Even the G-20 leaders’ “family photo” displayed in full color an authoritarian wing of world leadership on the rise. 

Last year, Saudi Arabia’s Crown Prince Mohammed bin Salman was relegated to a far wing of the traditional photo, symbolizing his pariah status in the wake of Saudi journalist and U.S. resident Jamal Khashoggi’s killing and dismemberment in the Saudi consulate in Istanbul.

This year, the crown prince stood front and center, between the summit’s host, Japanese Prime Minister Abe Shinzo [Editor’s note: name rendered in traditional Japanese style], and Mr. Trump.

Traditional protocol calls for that placement, since Saudi Arabia hosts next year’s G-20 summit in Riyadh. But Mr. Trump went a step further, hosting the crown prince at a breakfast Saturday and showering him with accolades for his “spectacular job” of ushering the Saudi kingdom through a “revolution” of political and economic reform.

Part of the tension between two competing visions at the summit stems from countries adjusting to an American president who doesn’t play the traditional role for such gatherings of leaders of the post-war order, based on democratic principles including human rights, and free markets. 

“The challenge for U.S. allies and more like-minded countries is that Donald Trump undermines this [liberal] order by constantly crossing an enemy line between the democracies and totalitarian states,” says Mr.
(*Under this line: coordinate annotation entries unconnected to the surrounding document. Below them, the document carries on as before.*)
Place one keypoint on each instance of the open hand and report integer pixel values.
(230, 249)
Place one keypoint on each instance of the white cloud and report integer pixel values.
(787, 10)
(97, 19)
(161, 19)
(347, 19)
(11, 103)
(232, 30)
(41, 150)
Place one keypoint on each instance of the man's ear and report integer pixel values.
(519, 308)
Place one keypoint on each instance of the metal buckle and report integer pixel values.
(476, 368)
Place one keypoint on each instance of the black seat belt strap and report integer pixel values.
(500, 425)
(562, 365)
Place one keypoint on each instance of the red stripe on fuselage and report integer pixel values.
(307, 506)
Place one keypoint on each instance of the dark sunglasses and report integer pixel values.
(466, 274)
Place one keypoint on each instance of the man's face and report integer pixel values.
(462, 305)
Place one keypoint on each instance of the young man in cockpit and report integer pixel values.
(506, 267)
Kazianis. “He doesn’t want to be a dictator, but he says and does things that suggest he doesn’t understand what it means to be the American president on the world stage.”

‘Democracy is you’

Some leaders from the Western wing cautioned against blaming particular leaders to explain today’s upheaval and backlash against globalization in established democracies.

Asked at a press conference to respond to Mr. Putin’s pronouncement of the liberal order’s demise, French President Emmanuel Macron was matter of fact. “If one looks at the world we live in, one can’t avoid seeing that there is a crisis in our democracies” and in capitalism, he said.
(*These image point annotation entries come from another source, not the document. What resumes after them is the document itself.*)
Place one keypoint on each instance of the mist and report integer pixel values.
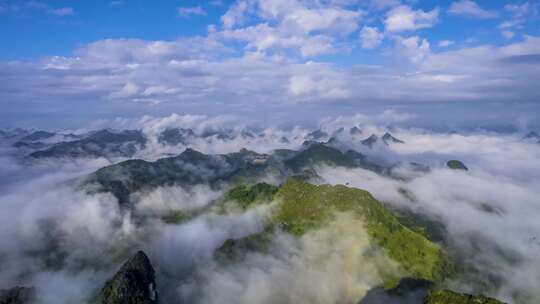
(67, 242)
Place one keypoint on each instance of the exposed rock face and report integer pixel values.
(370, 141)
(17, 295)
(134, 283)
(456, 165)
(450, 297)
(407, 291)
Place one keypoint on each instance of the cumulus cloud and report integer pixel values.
(445, 43)
(64, 11)
(191, 11)
(404, 18)
(318, 268)
(371, 37)
(471, 9)
(492, 205)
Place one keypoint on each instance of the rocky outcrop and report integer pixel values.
(18, 295)
(456, 165)
(134, 283)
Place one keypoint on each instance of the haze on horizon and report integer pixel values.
(443, 63)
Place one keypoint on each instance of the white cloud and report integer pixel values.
(64, 11)
(519, 14)
(128, 90)
(508, 34)
(471, 9)
(234, 15)
(191, 11)
(263, 37)
(304, 85)
(404, 18)
(371, 37)
(445, 43)
(413, 48)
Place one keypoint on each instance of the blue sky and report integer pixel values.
(81, 60)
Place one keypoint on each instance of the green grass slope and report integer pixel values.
(450, 297)
(305, 206)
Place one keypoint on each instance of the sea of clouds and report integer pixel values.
(67, 242)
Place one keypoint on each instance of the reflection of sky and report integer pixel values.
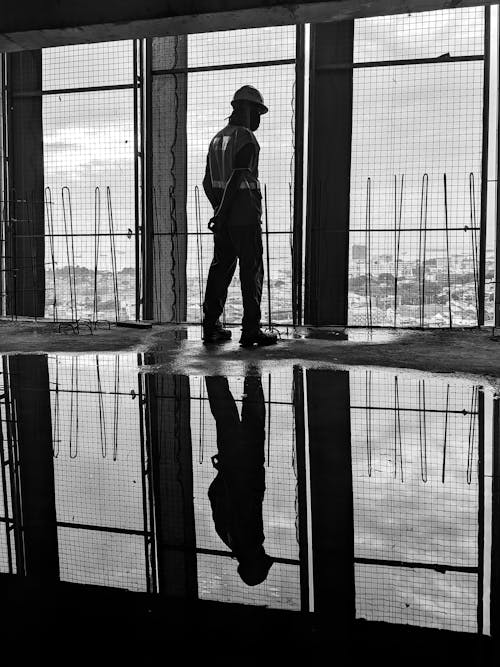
(396, 514)
(407, 120)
Yet while the “illiberal” governing options might give the impression of being more efficient, Mr. Macron said, the stability of those regimes “rarely lasts.”  
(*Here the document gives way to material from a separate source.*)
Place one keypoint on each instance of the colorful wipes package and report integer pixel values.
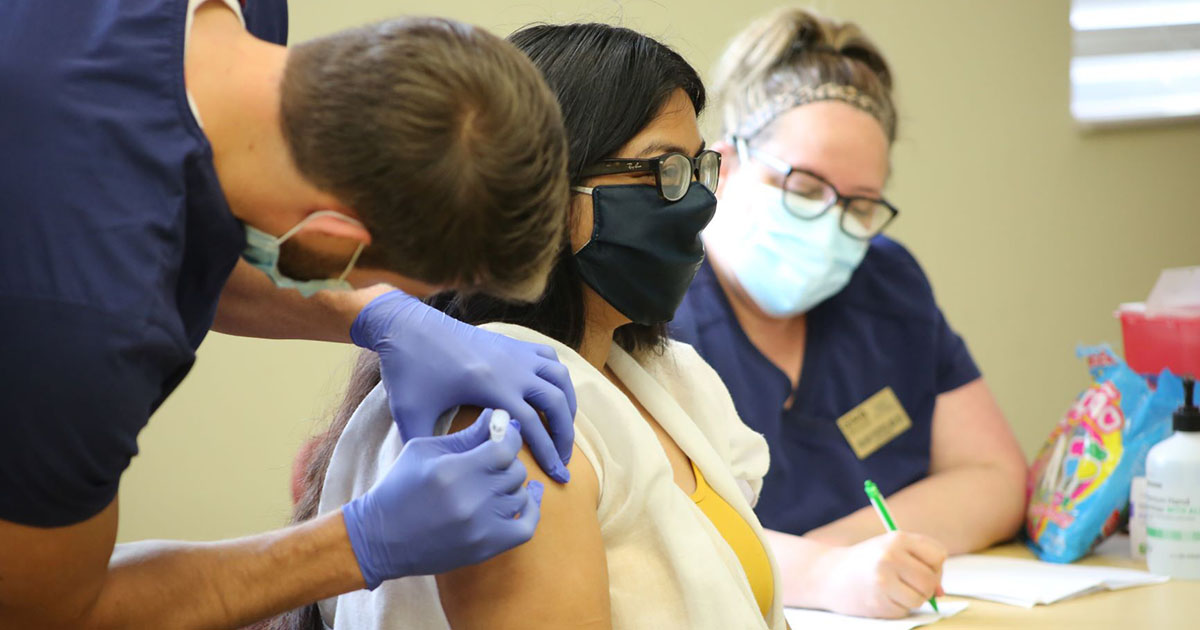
(1079, 483)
Having faced his own populist challenge from the yellow vest movement, the French president said, “We have to reform, but at the same time we must never lose what has been at the foundation of our modern governance.” The strength of the democratic system is that it puts the individual “at the top,” Mr. Macron added, and “our challenge as leaders is convincing the population that in the end that democracy is you.”

That lofty analysis was a reminder of why some Osaka participants said they viewed the clashing views on display at the summit as a strength of the G-20 approach.

“What makes G-20 so important and what this summit has demonstrated in many ways is that this is one of the few forums we have in the world that bring China and Russia into the discussion of ideas with what we traditionally call the West,” says one Japanese diplomat, who requested anonymity to discuss the summit more freely. “And then there are the countries that don’t necessarily identify with either of the sides, but they have a say, too.”

Calling the number 20 “important” – not too unwieldy for genuine discussion, like the United Nations can be, not too much a like-minded group, like the Group of 7 – the diplomat said the summit proved its worth. His evidence? That leaders found some compromise on controversial topics like climate change and reform of the World Trade Organization, while forging new ground on women’s empowerment, on an “Osaka framework” for a global free flow of data, and on reducing marine plastics.